El Congreso espera que desde el Palacio de la Moncloa se confirme ahora la disponibilidad de su actual inquilino para acudir al pleno de la próxima semana a explicar los acuerdos y decisiones tomados en los consejos europeos de junio y de julio. Es obligatorio hacerlo en cada edición, Sánchez se lo exigía a Mariano Rajoy cuando su predecesor estaba en funciones (incluso que lo hiciera antes de ir a Bruselas), pero al jefe del Ejecutivo se le acumularon los compromisos, no tuvo tiempo de hacerlo antes ni después de sus vacaciones y se avino a buscar hueco para acudir a la Cámara en la segunda semana de septiembre.

La Mesa del Senado, con mayoría absoluta del PSOE, cerró este martes el calendario de plenos de la Cámara para el nuevo periodo de sesiones y convocó el primero de control al Ejecutivo para los días 10 y 11 de septiembre, con preguntas, mociones e interpelaciones a varios ministros en funciones, pero no al presidente del Ejecutivo. Ante las quejas del Grupo Popular al ver que Sánchez puede forzar el final de la legislatura sin pisar siquiera la Cámara, la vicepresidenta del Senado y presidenta del PSOE, Cristina Narbona, reconoció que el 24 era la fecha que había dado su jefe de filas.

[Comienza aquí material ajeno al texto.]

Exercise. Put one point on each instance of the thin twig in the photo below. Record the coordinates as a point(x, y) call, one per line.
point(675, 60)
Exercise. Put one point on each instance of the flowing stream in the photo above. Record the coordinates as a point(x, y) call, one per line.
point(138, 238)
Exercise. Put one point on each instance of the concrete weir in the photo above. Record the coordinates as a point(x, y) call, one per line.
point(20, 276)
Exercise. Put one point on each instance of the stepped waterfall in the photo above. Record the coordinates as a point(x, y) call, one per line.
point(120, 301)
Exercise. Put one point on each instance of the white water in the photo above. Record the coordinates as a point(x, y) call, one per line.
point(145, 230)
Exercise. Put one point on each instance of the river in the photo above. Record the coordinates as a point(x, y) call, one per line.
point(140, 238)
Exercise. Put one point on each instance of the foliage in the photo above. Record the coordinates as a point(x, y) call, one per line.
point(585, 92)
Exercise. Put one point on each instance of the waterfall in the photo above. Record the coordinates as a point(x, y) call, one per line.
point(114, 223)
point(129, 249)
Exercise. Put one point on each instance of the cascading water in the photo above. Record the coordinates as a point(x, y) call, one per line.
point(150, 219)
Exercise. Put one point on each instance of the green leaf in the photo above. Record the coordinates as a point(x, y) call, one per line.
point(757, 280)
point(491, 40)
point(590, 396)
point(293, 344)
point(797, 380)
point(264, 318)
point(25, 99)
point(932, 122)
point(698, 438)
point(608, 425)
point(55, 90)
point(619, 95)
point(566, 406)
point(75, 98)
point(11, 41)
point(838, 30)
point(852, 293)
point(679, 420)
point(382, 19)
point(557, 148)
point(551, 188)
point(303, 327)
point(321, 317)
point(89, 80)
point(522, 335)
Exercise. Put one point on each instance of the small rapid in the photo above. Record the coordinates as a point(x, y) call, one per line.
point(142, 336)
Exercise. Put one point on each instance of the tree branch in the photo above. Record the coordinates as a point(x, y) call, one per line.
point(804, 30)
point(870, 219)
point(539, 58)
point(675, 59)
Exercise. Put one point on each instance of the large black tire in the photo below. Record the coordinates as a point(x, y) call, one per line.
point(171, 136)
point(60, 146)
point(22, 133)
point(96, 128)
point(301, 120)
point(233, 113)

La dirigente socialista adujo que era tradición del Senado dejar para el segundo pleno la presencia del responsable del gabinete y que ella esperaba que la legislatura acabe de arrancar. Las explicaciones de Narbona no convencieron a los demás grupos, sobre todo la de la tradición y los usos del Senado. La reunión de la Mesa se celebró por la tarde, en vez de por la mañana como siempre, y el motivo del retraso era que la presidenta del PSOE, como tal, había estado esa mañana en la presentación del programa-ultimátum preelectoral impulsado por Sánchez para conseguir el apoyo de Pablo Iglesias a un posible segundo intento de investidura.